- North American cover art
- Developer: Capcom
- Publishers: JP/NA: Capcom; EU: Laguna Video Games;
- Producer: Tokuro Fujiwara
- Designers: Keiji Inafune Sho Tsuge Yoshihisa Tsuda
- Artists: Keiji Inafune Hayato Kaji Kazunori Tazaki
- Composer: Yuki Iwai
- Series: Mega Man X
- Platforms: Super NES, mobile phone
- Release: Super NESJP: December 16, 1994; NA: January 1995; PAL: November 18, 1995; Mobile i-modeJP: December 1, 2008; EZwebJP: May 13, 2009;
- Genre: Platform
- Mode: Single-player

= Mega Man X2 =

1994 video game

Mega Man X2 (stylized as MEGA MAN X²), known as Rockman X2 (ロックマンX2) in Japan, is a 1994 platform game developed and published by Capcom for the Super Nintendo Entertainment System (SNES). The game was released in Japan on December 16, 1994, and in North America and PAL regions in 1995. It is the direct sequel to Mega Man X, released one year prior. Mega Man X2 takes place in the near future in which humans try to peacefully coexist with intelligent robots called "Reploids", with some of the Reploids going "Maverick" and threatening daily life. The plot follows the android protagonist X, a "Maverick Hunter" who saved humanity from the evil Sigma six months earlier. A trio of Mavericks calling themselves the "X-Hunters" has arisen, intent on destroying X by luring him with body parts of his comrade Zero, who died in the conflict with Sigma's right-hand robot Vile.

Mega Man X2 features much of the same elements as the first installment of the series, following the traditional gameplay of the original Mega Man series. The player is tasked with completing a series of stages by destroying enemies, gaining various power-ups, and winning the special weapon of each stage's boss. Like the first Mega Man X, this game lets the player dash, scale walls, and obtain access to special abilities via optional pieces of armor. Mega Man X2 is graphically similar to its predecessor as well, but Capcom included the Cx4 in-cartridge enhancement chip to allow for some 3D wireframe effects. The development team was instructed to utilize this technology as much as possible when working on the game.

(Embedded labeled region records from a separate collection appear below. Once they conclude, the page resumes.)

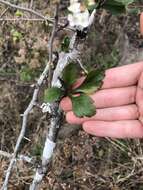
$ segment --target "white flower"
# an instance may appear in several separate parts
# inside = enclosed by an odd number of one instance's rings
[[[89,6],[92,6],[92,5],[94,5],[95,4],[95,1],[94,0],[88,0],[88,5]]]
[[[87,27],[89,24],[89,12],[88,10],[84,12],[79,12],[76,14],[69,14],[68,21],[70,26],[82,26],[83,28]]]
[[[80,13],[80,3],[78,2],[73,2],[70,4],[68,7],[68,10],[72,13]]]
[[[43,103],[40,108],[42,109],[43,113],[49,112],[51,113],[51,108],[49,103]]]

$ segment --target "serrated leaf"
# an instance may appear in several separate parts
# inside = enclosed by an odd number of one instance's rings
[[[44,92],[44,101],[45,102],[55,102],[63,96],[64,92],[58,87],[48,88]]]
[[[91,94],[97,91],[101,87],[104,76],[105,75],[104,75],[103,69],[92,70],[88,73],[83,83],[74,91],[76,93],[83,92],[83,93]]]
[[[80,96],[72,96],[72,108],[77,117],[92,117],[96,114],[96,108],[93,104],[93,100],[86,94]]]
[[[121,14],[126,12],[126,5],[123,4],[122,1],[107,0],[102,7],[109,10],[112,14]]]
[[[63,71],[62,79],[67,86],[71,86],[73,83],[76,82],[77,75],[78,70],[75,63],[69,63]]]

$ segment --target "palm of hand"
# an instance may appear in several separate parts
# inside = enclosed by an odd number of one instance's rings
[[[77,118],[71,102],[65,98],[61,107],[72,124],[96,136],[114,138],[143,137],[143,62],[109,69],[102,89],[91,97],[97,114],[91,118]]]

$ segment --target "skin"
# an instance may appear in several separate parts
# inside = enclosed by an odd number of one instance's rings
[[[91,118],[76,117],[70,99],[64,98],[60,105],[67,122],[100,137],[143,137],[143,62],[107,70],[102,88],[91,98],[97,108]]]

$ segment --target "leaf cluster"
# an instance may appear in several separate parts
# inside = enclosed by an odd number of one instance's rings
[[[100,68],[89,71],[88,74],[84,76],[82,84],[74,87],[78,77],[79,72],[76,63],[69,63],[64,69],[60,79],[62,88],[52,87],[46,89],[44,100],[52,103],[68,96],[72,102],[73,112],[77,117],[91,117],[95,115],[96,108],[89,94],[92,94],[101,87],[104,70]]]

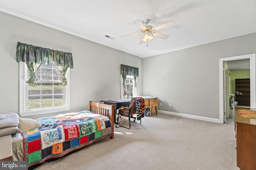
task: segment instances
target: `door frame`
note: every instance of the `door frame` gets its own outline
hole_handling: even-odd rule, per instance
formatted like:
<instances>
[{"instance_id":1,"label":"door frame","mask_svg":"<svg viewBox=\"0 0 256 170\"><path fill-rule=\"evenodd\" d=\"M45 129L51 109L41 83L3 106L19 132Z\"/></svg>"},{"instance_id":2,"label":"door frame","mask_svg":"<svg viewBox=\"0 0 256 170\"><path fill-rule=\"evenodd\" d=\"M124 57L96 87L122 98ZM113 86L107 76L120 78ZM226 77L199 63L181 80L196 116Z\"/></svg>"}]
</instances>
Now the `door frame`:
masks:
<instances>
[{"instance_id":1,"label":"door frame","mask_svg":"<svg viewBox=\"0 0 256 170\"><path fill-rule=\"evenodd\" d=\"M219 102L220 102L220 123L224 122L224 76L223 68L225 61L232 60L237 60L242 59L250 59L250 107L256 108L256 54L250 54L245 55L238 55L229 57L222 58L219 60Z\"/></svg>"}]
</instances>

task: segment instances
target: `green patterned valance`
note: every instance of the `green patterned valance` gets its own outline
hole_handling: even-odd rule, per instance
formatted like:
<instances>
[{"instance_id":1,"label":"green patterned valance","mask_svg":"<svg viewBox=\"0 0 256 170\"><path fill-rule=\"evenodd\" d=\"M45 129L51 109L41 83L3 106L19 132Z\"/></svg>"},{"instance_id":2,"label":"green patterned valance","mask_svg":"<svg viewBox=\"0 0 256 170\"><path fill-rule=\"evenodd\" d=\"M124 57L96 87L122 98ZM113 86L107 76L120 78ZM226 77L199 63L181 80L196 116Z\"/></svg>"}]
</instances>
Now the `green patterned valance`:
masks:
<instances>
[{"instance_id":1,"label":"green patterned valance","mask_svg":"<svg viewBox=\"0 0 256 170\"><path fill-rule=\"evenodd\" d=\"M121 64L121 74L139 76L139 68Z\"/></svg>"},{"instance_id":2,"label":"green patterned valance","mask_svg":"<svg viewBox=\"0 0 256 170\"><path fill-rule=\"evenodd\" d=\"M134 86L137 87L136 77L139 76L139 68L121 64L121 74L123 78L123 86L125 87L125 80L127 75L133 76L134 80Z\"/></svg>"},{"instance_id":3,"label":"green patterned valance","mask_svg":"<svg viewBox=\"0 0 256 170\"><path fill-rule=\"evenodd\" d=\"M16 51L17 62L62 66L73 68L72 54L18 42Z\"/></svg>"}]
</instances>

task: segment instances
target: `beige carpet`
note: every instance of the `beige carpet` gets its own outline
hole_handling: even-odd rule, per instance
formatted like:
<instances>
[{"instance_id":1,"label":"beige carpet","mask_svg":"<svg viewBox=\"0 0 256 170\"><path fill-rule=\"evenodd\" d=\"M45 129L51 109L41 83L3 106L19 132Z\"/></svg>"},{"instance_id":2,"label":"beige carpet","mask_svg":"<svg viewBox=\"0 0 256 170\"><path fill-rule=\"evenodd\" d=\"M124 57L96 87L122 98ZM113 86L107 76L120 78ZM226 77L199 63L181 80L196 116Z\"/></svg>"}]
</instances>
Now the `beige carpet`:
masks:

The presentation and gameplay of Mega Man X2 have earned the game a mostly positive critical reception. However, reviewers were dismayed by the lack of changes from the original Mega Man X. The game has since been released on various other platforms.

==Plot==

Mega Man X2 is set in an ambiguous year during the 22nd century ("21XX") in which the world is populated both by humans and mechanical beings known as "Reploids" (replicant androids). The mass-produced Reploids are based on a complex, humanoid robot dubbed X who was discovered by the archaeologist Dr. Cain in laboratory ruins many months earlier. Created with human-level intelligence and free will, some Reploids have a tendency towards destructive, criminal activity and are subsequently dubbed "Mavericks" by the government. A military force called the "Maverick Hunters" is formed to halt or prevent such activity. The events of the first Mega Man X game entail the hunter X's fight to stop Sigma, a Maverick overlord bent on the conquest of Earth and the genocide of humanity. X succeeds in his mission to foil Sigma's plans, but at the cost of his partner Zero's life.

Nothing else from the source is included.